Black-and-white Warblers are common, although populations in the U.S. have been on a gradual decline (estimated at 0.9 percent per year) in the last half-century, according to the North American Breeding Bird Survey. Partners in Flight estimates the global breeding population at 20 million, with 25 percent breeding in Canada, 75 percent spending some part of the year in the U.S., and 43 percent wintering in Mexico. It rates a 10 out of 20 on the Continental Concern Score and is not on the 2012 Watch List. In the past, Black-and-white Warblers have proven susceptible to persistent organic pesticides used to combat insects. Today, the main concern for this forest-interior species is fragmentation of forests into smaller and smaller parcels. Like many nocturnal migrants, Black-and-white Warblers are vulnerable to collisions with tall buildings and radio towers.

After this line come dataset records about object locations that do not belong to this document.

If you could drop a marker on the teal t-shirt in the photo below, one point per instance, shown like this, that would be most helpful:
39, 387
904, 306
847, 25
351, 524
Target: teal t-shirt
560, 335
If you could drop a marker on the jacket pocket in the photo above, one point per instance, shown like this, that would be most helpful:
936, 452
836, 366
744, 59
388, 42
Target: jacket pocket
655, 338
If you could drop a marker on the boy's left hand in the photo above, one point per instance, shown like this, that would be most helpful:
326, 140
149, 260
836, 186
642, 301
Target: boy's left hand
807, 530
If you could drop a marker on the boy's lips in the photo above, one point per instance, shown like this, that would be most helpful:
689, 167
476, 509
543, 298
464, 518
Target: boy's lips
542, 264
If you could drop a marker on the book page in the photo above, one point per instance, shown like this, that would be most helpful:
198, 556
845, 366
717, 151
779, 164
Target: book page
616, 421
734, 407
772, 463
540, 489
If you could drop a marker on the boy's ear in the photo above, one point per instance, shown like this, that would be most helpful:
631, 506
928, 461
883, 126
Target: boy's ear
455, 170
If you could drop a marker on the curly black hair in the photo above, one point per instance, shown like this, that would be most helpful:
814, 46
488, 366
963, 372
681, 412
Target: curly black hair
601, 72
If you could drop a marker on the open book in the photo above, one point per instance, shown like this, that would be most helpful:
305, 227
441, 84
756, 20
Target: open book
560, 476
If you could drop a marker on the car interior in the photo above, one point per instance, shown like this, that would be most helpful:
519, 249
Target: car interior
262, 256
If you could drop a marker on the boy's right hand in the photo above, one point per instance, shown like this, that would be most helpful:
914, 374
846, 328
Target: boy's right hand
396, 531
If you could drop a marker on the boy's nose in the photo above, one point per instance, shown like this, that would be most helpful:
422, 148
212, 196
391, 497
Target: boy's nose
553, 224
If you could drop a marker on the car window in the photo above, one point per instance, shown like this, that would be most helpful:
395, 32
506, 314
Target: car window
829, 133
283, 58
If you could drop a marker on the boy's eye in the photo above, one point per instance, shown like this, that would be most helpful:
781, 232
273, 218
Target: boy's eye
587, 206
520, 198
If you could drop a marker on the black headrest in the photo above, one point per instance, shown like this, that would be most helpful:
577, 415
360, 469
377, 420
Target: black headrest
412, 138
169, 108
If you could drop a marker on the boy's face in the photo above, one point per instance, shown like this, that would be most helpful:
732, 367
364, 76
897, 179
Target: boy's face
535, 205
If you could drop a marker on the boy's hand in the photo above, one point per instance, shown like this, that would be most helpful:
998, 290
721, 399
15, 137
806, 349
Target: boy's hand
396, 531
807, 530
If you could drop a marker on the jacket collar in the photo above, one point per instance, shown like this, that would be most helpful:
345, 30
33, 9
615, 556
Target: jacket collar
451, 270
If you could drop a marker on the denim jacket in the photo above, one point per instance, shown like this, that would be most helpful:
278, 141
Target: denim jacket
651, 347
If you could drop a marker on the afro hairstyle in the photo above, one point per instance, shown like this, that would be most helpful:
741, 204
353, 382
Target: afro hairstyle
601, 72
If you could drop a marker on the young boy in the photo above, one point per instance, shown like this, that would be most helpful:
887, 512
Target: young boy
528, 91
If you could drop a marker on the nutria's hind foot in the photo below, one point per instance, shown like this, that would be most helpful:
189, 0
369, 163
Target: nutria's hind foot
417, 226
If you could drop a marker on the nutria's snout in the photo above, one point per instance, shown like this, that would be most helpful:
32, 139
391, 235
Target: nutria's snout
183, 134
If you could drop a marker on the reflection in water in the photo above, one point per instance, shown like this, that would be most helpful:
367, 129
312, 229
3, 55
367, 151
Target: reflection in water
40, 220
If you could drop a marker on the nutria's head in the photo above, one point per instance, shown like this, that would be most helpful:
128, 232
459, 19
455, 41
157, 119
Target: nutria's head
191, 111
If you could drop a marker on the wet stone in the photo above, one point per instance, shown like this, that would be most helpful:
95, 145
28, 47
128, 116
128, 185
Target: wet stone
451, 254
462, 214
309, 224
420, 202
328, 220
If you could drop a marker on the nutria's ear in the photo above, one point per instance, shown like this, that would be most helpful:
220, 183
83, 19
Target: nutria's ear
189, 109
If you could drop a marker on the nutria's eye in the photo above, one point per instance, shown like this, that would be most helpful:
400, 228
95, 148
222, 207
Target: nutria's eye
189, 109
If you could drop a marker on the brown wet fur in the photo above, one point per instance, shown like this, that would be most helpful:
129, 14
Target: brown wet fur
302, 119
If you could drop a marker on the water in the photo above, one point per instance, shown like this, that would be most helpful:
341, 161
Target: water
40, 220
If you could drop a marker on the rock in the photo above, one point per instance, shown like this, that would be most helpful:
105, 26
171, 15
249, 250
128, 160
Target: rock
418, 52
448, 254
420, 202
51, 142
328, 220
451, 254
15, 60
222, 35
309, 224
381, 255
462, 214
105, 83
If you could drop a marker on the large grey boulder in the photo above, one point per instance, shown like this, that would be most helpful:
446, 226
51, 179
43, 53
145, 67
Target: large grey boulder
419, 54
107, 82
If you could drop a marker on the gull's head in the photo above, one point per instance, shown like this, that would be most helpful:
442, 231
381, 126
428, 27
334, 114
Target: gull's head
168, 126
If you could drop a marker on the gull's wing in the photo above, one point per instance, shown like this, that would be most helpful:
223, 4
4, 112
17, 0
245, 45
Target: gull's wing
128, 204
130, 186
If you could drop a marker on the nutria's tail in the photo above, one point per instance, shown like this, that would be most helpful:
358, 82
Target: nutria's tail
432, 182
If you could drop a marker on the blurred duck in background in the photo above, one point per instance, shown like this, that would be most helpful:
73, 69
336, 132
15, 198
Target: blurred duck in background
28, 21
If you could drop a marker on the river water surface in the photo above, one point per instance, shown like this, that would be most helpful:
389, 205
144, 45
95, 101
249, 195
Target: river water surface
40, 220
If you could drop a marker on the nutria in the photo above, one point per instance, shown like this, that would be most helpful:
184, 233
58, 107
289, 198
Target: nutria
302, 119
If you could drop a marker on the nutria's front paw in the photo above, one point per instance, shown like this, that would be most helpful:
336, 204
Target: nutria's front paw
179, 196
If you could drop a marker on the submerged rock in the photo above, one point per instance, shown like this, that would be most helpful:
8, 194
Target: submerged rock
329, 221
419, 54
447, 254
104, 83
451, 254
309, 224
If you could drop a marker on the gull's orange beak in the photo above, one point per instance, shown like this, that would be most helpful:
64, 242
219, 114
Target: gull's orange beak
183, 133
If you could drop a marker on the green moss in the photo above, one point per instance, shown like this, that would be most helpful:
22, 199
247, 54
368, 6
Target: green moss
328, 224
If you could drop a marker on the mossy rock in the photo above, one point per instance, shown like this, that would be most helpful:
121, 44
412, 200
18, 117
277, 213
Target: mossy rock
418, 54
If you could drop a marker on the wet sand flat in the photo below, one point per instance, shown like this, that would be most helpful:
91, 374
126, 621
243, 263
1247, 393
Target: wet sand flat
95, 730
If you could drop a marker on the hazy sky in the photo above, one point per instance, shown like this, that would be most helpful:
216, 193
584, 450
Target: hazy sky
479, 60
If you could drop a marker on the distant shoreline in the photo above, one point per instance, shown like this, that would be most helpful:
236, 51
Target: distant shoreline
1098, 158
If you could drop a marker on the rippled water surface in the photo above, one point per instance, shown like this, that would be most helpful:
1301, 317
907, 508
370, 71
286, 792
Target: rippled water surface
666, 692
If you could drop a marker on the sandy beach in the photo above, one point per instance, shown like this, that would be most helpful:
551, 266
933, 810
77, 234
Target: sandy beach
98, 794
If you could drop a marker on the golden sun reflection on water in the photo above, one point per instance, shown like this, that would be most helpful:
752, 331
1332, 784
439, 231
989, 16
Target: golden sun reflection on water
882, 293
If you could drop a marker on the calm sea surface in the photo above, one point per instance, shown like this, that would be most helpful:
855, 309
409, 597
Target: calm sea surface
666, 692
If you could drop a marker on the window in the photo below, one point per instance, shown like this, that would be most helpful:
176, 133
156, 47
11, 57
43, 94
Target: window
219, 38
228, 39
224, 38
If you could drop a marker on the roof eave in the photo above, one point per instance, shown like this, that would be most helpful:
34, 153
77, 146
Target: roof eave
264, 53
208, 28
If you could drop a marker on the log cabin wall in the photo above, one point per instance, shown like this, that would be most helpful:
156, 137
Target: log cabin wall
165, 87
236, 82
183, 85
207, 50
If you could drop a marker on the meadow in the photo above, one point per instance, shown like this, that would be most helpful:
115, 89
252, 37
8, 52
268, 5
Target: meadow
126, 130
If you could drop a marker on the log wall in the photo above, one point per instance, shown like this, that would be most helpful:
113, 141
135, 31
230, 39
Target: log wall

- Kricher, J. C. 1995. Black-and-white Warbler (Mniotilta varia). In The Birds of North America Online, No. 158 (A. Poole, Ed.). Cornell Lab of Ornithology, Ithaca, New York.
- Garrett, K. L., and J. B. Dunning, Jr. 2001. Wood-warblers. In The Sibley Guide to Bird Life and Behavior, C. Elphic, J. B. Dunning, Jr., and D. A. Sibley (eds.). Alfred A. Knopf, New York.
- Partners in Flight. 2012. Species assessment database.
- USGS Patuxent Wildlife Research Center. 2013. Longevity records of North American Birds.
- USGS Patuxent Wildlife Research Center. 2012. North American Breeding Bird Survey 1966–2010 analysis.
Short- to long-distance migrant. Some individuals winter as far north as Florida and Baja California; others go as far as northern South America. This is typically one of the earliest spring arrivals among Neotropical migrants.
Find This Bird
Black-and-white Warblers are fairly common and often intent on foraging along tree limbs, so they don’t tend to be shy. Watch for them creeping fairly rapidly on, around, and under larger branches of taller trees. Black-and-white Warblers are also quite vocal. Their song is thin, almost squeaky, but penetrating, so it’s a good way to find them. Watch for them during migration (especially early in the season): at least one or two are typically found in any reasonably good arrival of migrant warblers.